Anxiety and fear, anger and frustration, joy and excitement, sadness and depression. These words characterize the moods, feelings, and emotions that we, as human beings, cycle through daily… if not hourly. However, there is one common denominator present through all of these states of being: impermanence.
Everything is fleeting
Nothing in this life is permanent. “Kullu Man Alayha fan” or “All that is on earth will perish” as is taught in the Quran (55:26). That includes our thoughts, feelings, creations, and selves. No matter how happy we may feel in the moment, a time will come when it will be as though we never felt happiness before in our life. No matter how angry we may be, soon it will be as though we have only ever known peace. What, and how, we feel will always be in flux, waxing and waning like the moon, rising and setting like the sun, ebbing and flowing like the ocean tides. With this understanding, we realize it is not worth dwelling on any specific emotion or mood we may be experiencing. What we should instead do, as the Buddhists taught, is become aware of these ever-turbulent changes in ourselves. Why? Because awareness is the first step to growth, let alone enlightenment. Through awareness, we breed understanding. Through awareness, we gain clarity. Through awareness, we gain control.
Don’t fight anxiety
Recently, I found myself listening to a TED talk by Yongey Mingyur Rinpoche, a famous Tibetan Buddhist monk. It affected me so much that I subsequently penned this article (so it must be damn good). In it, he explained that the essence of meditation was simply awareness – awareness of our thoughts and feelings, of our physical and spiritual state. Recounting his past as a young boy in the middle of the Himalayan mountains, he spoke of his anxiety as a young child who ceaselessly suffered from panic attacks. Amidst the often powerful storms of the mountains was he, a frightened little child. Seeking repose from these panic attacks, at age 9 he beseeched his father, a renowned teacher of meditation, to teach him. The first thing his father taught him was this:
“Don’t try to fight the panic. Don’t try to get rid of the panic. Actually, you don’t even need to get rid of the panic. Awareness is like the sky above the mountain, and the panic is like the thundering storms which move through it. No matter how powerful the storm, it cannot change the nature of the sky”

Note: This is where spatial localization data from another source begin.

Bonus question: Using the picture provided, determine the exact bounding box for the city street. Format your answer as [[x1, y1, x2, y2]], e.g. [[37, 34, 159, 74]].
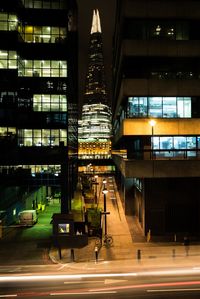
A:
[[1, 176, 200, 298], [1, 266, 200, 298]]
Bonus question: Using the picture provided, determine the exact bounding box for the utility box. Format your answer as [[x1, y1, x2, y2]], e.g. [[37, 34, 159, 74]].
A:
[[52, 213, 88, 248]]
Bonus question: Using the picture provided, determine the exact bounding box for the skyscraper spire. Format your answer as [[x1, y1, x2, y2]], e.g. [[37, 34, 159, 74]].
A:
[[78, 9, 112, 160], [84, 8, 107, 105], [91, 9, 102, 34]]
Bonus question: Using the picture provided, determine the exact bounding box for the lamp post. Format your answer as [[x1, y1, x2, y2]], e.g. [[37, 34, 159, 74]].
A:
[[149, 119, 156, 160], [94, 175, 98, 203], [102, 186, 108, 235]]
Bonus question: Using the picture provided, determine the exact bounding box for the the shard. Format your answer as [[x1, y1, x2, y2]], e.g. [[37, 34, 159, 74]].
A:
[[79, 9, 112, 160]]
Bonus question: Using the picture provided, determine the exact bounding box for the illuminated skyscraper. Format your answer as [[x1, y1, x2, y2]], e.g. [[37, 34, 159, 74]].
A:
[[79, 9, 112, 160]]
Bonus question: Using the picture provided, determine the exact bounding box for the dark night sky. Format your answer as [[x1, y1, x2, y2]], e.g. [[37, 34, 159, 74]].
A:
[[76, 0, 116, 110]]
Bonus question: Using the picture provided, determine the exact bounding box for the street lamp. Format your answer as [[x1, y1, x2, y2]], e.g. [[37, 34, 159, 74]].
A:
[[149, 119, 156, 160], [94, 175, 98, 203], [86, 163, 92, 173], [103, 178, 107, 185], [102, 186, 108, 235]]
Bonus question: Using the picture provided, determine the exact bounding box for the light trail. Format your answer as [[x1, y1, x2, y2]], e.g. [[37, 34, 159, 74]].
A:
[[0, 272, 137, 282], [89, 280, 200, 292], [0, 275, 200, 297], [1, 267, 200, 282], [147, 288, 200, 292]]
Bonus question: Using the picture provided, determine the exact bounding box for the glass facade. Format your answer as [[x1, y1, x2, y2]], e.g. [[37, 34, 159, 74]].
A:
[[18, 60, 67, 77], [0, 12, 67, 44], [33, 94, 67, 112], [22, 25, 66, 44], [0, 13, 18, 31], [18, 129, 67, 147], [0, 0, 78, 218], [79, 103, 112, 140], [153, 136, 200, 158], [0, 51, 67, 77], [21, 0, 66, 9], [128, 96, 191, 118], [0, 50, 17, 69], [124, 19, 193, 41]]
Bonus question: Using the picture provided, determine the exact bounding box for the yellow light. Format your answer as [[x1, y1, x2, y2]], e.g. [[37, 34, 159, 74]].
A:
[[149, 119, 156, 127]]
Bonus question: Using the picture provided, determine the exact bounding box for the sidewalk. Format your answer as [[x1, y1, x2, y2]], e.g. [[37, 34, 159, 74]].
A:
[[49, 175, 200, 273]]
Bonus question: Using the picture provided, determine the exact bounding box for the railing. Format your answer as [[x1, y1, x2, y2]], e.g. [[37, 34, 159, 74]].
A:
[[112, 149, 200, 160]]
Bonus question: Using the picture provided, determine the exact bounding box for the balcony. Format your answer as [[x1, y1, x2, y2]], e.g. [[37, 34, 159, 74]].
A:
[[112, 154, 200, 178]]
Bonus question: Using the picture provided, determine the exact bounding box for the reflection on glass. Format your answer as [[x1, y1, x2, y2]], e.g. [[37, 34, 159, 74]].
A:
[[153, 136, 198, 159], [128, 96, 191, 118]]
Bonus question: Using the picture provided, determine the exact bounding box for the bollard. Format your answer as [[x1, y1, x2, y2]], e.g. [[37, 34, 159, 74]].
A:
[[58, 245, 62, 260], [95, 246, 98, 262], [183, 236, 190, 256], [137, 249, 141, 260], [0, 220, 2, 239], [147, 229, 151, 242], [174, 234, 177, 242], [71, 248, 75, 262]]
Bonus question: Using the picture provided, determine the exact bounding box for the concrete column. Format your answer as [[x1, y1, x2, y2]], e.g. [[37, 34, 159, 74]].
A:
[[124, 177, 134, 215], [61, 161, 69, 214]]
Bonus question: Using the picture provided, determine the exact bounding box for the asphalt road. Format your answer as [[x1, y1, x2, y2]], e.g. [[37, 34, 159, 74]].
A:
[[1, 266, 200, 298]]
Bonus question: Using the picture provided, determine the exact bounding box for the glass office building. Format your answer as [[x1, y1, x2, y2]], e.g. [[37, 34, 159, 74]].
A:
[[0, 0, 78, 224]]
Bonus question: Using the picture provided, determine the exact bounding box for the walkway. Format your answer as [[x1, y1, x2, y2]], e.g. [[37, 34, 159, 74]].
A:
[[49, 175, 200, 270]]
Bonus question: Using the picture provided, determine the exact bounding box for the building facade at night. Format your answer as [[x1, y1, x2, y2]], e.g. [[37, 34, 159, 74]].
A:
[[78, 9, 112, 167], [0, 0, 78, 224], [112, 0, 200, 238]]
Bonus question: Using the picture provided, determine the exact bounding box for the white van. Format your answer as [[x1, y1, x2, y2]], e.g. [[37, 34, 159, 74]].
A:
[[18, 210, 38, 226]]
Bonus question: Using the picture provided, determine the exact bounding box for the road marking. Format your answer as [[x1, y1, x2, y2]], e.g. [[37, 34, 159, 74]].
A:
[[64, 280, 104, 284], [0, 295, 17, 298], [64, 279, 127, 285], [105, 279, 127, 284], [147, 288, 200, 292], [58, 265, 66, 270], [50, 291, 116, 295], [89, 291, 117, 294]]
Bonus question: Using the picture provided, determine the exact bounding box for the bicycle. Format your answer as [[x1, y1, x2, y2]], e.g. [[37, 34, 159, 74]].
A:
[[103, 234, 113, 247]]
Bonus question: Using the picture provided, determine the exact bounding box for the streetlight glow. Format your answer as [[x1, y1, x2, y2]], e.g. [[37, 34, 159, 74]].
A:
[[149, 119, 156, 127], [102, 187, 108, 195]]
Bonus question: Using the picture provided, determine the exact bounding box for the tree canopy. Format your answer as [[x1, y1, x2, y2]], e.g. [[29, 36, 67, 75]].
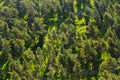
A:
[[0, 0, 120, 80]]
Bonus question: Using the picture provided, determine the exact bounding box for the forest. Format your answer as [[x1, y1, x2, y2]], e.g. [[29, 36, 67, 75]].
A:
[[0, 0, 120, 80]]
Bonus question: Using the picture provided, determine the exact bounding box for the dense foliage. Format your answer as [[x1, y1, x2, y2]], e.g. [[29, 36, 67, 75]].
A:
[[0, 0, 120, 80]]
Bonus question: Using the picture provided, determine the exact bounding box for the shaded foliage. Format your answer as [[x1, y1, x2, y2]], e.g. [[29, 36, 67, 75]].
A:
[[0, 0, 120, 80]]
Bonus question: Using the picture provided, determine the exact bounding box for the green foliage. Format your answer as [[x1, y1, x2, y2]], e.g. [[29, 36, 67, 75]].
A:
[[0, 0, 120, 80]]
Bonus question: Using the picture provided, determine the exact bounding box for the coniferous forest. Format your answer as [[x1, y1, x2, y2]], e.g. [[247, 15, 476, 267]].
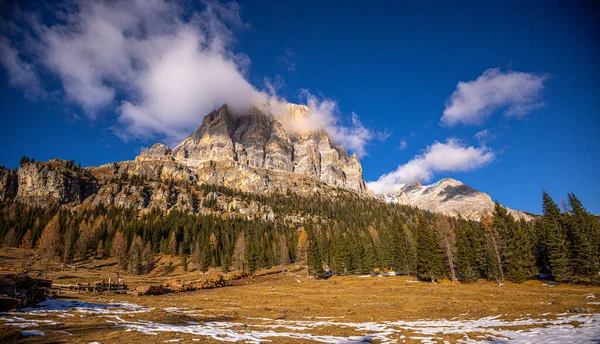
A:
[[1, 185, 598, 284]]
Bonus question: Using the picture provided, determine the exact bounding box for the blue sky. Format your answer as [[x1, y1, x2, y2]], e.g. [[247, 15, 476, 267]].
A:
[[0, 0, 598, 214]]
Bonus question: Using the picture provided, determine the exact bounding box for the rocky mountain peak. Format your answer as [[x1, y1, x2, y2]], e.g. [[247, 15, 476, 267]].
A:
[[385, 178, 533, 221], [145, 104, 368, 194]]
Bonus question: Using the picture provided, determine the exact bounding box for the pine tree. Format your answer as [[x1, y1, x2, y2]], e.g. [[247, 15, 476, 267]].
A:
[[128, 236, 143, 275], [62, 227, 76, 270], [415, 213, 444, 282], [3, 228, 17, 247], [493, 202, 535, 283], [246, 237, 259, 275], [19, 229, 33, 249], [181, 252, 189, 272], [567, 193, 600, 279], [192, 240, 209, 274], [306, 228, 324, 276], [142, 241, 154, 274], [541, 191, 572, 282], [455, 220, 479, 283]]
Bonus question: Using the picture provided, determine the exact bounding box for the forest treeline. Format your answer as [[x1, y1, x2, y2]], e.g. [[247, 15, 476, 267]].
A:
[[0, 184, 598, 284]]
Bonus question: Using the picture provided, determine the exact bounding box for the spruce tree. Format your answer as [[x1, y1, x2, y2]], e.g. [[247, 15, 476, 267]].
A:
[[493, 203, 535, 283], [306, 227, 324, 276], [455, 220, 479, 283], [567, 193, 600, 279], [415, 213, 444, 282], [541, 191, 572, 282]]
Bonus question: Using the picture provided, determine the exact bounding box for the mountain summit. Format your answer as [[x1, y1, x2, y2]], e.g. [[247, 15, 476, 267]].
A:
[[139, 104, 367, 194], [382, 178, 533, 221], [1, 104, 369, 212]]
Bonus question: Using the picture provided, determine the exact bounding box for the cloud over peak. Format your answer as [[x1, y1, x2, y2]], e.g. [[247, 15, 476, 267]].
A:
[[1, 0, 380, 156], [441, 68, 548, 126], [367, 139, 494, 195]]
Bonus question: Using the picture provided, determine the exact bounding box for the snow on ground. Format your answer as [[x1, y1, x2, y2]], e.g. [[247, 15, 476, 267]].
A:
[[1, 298, 600, 343], [20, 330, 45, 336]]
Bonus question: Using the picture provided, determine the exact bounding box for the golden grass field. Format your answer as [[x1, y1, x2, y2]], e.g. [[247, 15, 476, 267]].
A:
[[1, 248, 600, 343]]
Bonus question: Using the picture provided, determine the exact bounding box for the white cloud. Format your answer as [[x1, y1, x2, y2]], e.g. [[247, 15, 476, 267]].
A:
[[441, 68, 548, 126], [367, 138, 494, 195], [0, 36, 43, 98], [1, 0, 380, 156], [273, 91, 384, 157], [276, 47, 296, 72], [398, 138, 407, 150]]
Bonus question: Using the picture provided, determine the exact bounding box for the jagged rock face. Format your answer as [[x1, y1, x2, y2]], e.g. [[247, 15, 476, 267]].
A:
[[383, 178, 534, 221], [16, 159, 99, 206], [137, 143, 173, 162], [1, 104, 367, 213], [167, 104, 367, 194], [0, 166, 18, 201]]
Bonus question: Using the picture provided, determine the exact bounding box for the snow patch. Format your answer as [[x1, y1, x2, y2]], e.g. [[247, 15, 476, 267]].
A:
[[21, 330, 45, 336]]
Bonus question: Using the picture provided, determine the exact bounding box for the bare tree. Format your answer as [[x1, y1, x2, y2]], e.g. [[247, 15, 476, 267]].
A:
[[232, 231, 246, 271], [297, 228, 309, 277], [38, 215, 62, 276], [277, 234, 290, 270], [111, 231, 128, 280]]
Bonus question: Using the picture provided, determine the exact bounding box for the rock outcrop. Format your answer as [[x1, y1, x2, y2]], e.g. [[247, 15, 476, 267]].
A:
[[383, 178, 534, 221], [0, 166, 18, 201], [2, 104, 368, 215], [16, 159, 99, 206]]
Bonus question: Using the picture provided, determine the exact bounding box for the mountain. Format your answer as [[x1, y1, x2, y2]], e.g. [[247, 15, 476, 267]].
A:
[[0, 104, 368, 216], [382, 178, 534, 221]]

And this is where his journey began.
Be like the sky
The heart and mind are like the sky, and thoughts and feelings are like clouds – sometimes clear, sometimes thundering, but always moving and ever-changing. In spite of these changes (sometimes violent), the nature of the sky does not change. As humans, things inside us may change, but we ourselves can remain unmoved like the heavens. No matter how hard the wind howls, the mountain cannot bow. Despite the raging of the river, the great rock remains unmoved.
I must add, however, that amongst all he said, the singular most moving statement to me was vis-à-vis what awareness–to become like the sky–actually signifies:
The moment we become properly aware of whatever is plaguing us – our anxieties, fears, and pains – we have already risen above them.